16 - calling Americans white trash
19 - calling black people n*gger
22 - make fun of women, especially calling them a b*tch
34 - comparison of women’s appearance to a dog
36 - comparing appearance to "d*ke" stereotype
Many groups are represented on this list. Reflecting prior research on Twitter’s hate speech, the majority of intelligible topics are racial in nature – from making fun of Asian and Hispanic people’s appearance to calling black people the n-word. Interestingly, there is also a topic that uses the term “white trash,” which is more classist in nature. Derogatory statements about women are also very common.
A common theme across groups was deriding people’s appearance. Perhaps this reflects the visual nature of the Internet, but racial minorities and women had their appearance compared to stereotypes (like “looking” Mexican or similar to a d*ke) or even dogs.
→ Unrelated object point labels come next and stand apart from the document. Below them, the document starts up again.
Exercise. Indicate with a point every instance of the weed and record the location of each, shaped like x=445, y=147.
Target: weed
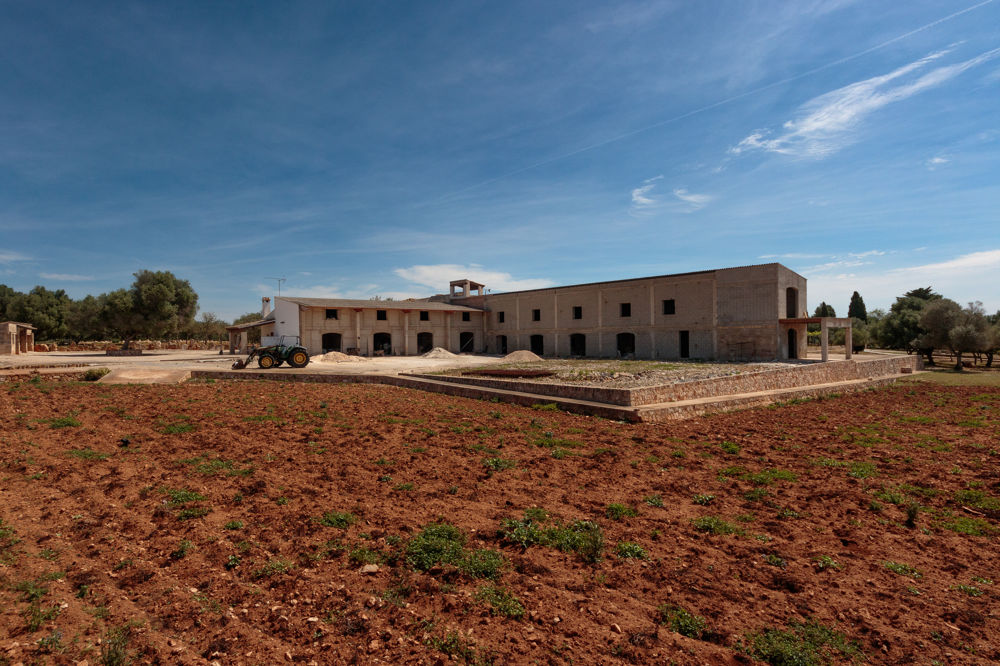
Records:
x=339, y=519
x=714, y=525
x=501, y=602
x=824, y=562
x=903, y=569
x=806, y=644
x=630, y=550
x=617, y=511
x=681, y=621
A more unique category of content was the topic about LGBTQ+ people and Jews.
Conclusion
Online hate speech targets people from diverse backgrounds. There are significant limitations to this analysis: the difficulty of categorizing hate speech, the lack of time and computational capacity, the unintelligibly of many topic groups. However, I was still able to model discrete topics that raise interesting questions for my future exploration. I am personally fascinated by the Internet, especially its governance of speech content. I will definitely circle back to revise and refine my approach!